A session pod’s containers are decided at pod creation and cannot be changed while the pod is running. This is a Kubernetes invariant, not an x1 design choice. If an agent pre-declares Postgres in its siblings and mid-session decides it also needs Redis, the pod cannot mutate to add it.

This doc specifies the out-of-pod escape valve for that case: the request_service flow, a mid-session pattern that creates an ephemeral Deployment + Service accessible from the session pod via in-cluster DNS, and that tears down with the session.

Companion docs:

  • Siblings — the static, pre-declared service containers that run in the session pod itself.
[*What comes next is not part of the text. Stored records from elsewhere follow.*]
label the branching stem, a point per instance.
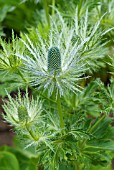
(60, 111)
(53, 5)
(47, 12)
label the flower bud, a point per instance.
(22, 113)
(54, 60)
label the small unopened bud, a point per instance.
(22, 113)
(54, 60)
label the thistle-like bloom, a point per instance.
(56, 63)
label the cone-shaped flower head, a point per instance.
(54, 60)
(22, 113)
(56, 63)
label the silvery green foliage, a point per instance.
(95, 48)
(73, 66)
(77, 56)
(15, 106)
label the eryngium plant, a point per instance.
(63, 137)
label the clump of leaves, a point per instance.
(60, 127)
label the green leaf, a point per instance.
(8, 161)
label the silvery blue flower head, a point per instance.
(55, 64)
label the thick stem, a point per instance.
(95, 125)
(60, 111)
(47, 12)
(53, 5)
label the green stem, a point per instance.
(21, 75)
(31, 132)
(79, 7)
(95, 125)
(60, 111)
(53, 5)
(47, 12)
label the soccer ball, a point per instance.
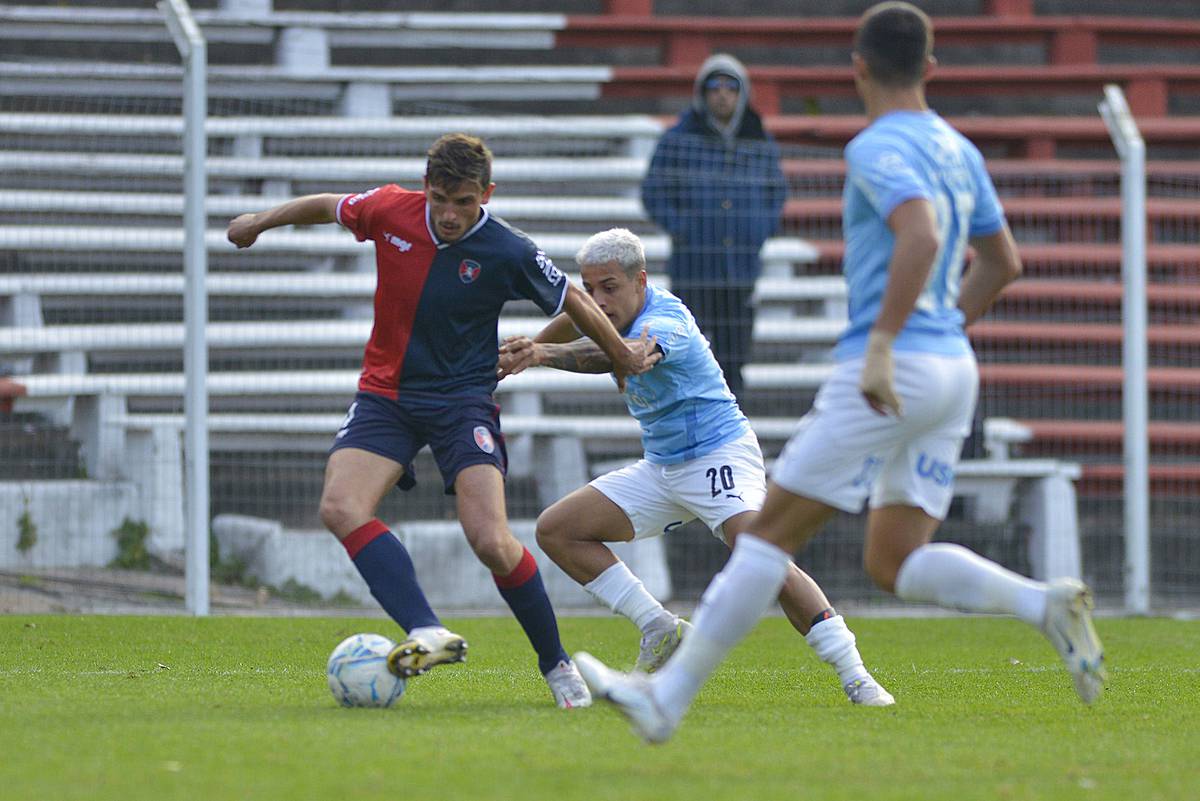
(358, 672)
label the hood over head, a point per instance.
(721, 64)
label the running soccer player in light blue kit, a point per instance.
(887, 426)
(702, 461)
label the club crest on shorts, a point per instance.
(484, 439)
(468, 270)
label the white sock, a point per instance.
(952, 576)
(730, 608)
(618, 589)
(835, 644)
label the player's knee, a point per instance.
(492, 546)
(340, 513)
(551, 534)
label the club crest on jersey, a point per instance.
(484, 439)
(469, 270)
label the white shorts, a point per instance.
(843, 452)
(660, 498)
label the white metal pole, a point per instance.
(193, 49)
(1135, 407)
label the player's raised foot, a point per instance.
(1068, 626)
(425, 648)
(568, 686)
(659, 644)
(868, 692)
(630, 693)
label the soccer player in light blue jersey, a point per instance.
(702, 461)
(886, 428)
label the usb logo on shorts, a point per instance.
(484, 439)
(937, 471)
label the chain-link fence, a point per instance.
(91, 288)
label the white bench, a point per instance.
(359, 91)
(300, 40)
(357, 285)
(779, 254)
(634, 134)
(1042, 488)
(123, 337)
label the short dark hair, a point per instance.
(456, 158)
(895, 40)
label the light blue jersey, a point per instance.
(903, 156)
(683, 404)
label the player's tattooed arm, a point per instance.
(581, 355)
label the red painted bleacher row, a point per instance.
(1068, 258)
(1097, 209)
(687, 41)
(1015, 137)
(1173, 437)
(833, 170)
(1149, 88)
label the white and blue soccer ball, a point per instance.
(358, 672)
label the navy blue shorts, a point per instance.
(460, 429)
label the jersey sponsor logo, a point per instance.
(484, 439)
(401, 245)
(553, 275)
(868, 473)
(346, 423)
(361, 196)
(469, 270)
(935, 470)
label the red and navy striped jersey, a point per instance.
(437, 305)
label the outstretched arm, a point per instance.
(592, 321)
(309, 210)
(561, 329)
(579, 356)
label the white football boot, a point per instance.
(630, 693)
(659, 644)
(868, 692)
(1068, 626)
(568, 687)
(425, 648)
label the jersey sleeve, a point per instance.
(988, 216)
(883, 173)
(538, 279)
(358, 212)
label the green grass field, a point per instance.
(237, 708)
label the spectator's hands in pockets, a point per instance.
(243, 230)
(877, 383)
(516, 355)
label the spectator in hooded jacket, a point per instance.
(715, 186)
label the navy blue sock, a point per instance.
(388, 568)
(526, 595)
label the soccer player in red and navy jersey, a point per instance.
(445, 269)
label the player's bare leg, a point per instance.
(901, 559)
(810, 613)
(573, 533)
(481, 510)
(731, 607)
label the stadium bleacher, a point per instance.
(310, 98)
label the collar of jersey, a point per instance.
(429, 227)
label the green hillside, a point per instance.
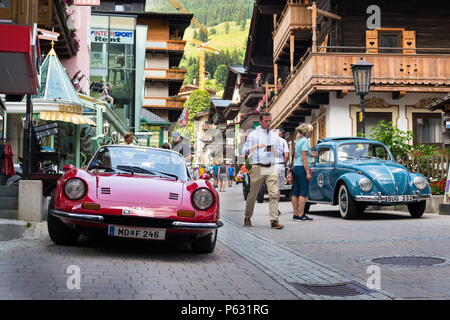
(208, 12)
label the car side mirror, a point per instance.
(68, 167)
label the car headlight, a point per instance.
(75, 189)
(203, 199)
(365, 184)
(420, 182)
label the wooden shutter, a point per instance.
(372, 41)
(409, 42)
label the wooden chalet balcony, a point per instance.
(396, 73)
(164, 102)
(295, 16)
(165, 74)
(165, 46)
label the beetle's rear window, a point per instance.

Use these whenever the need can be pre-declared.
  • Permission grants — the approval model this flow extends.
ConcernUse siblingsUse runtime services
”Every session for this agent will need Postgres”
“This image always needs Postgres”
“The agent decided mid-session that it needs Redis for this one task”
“The agent is building an app and wants to add a queue now”
“The agent hit an error and realized it needs a different service”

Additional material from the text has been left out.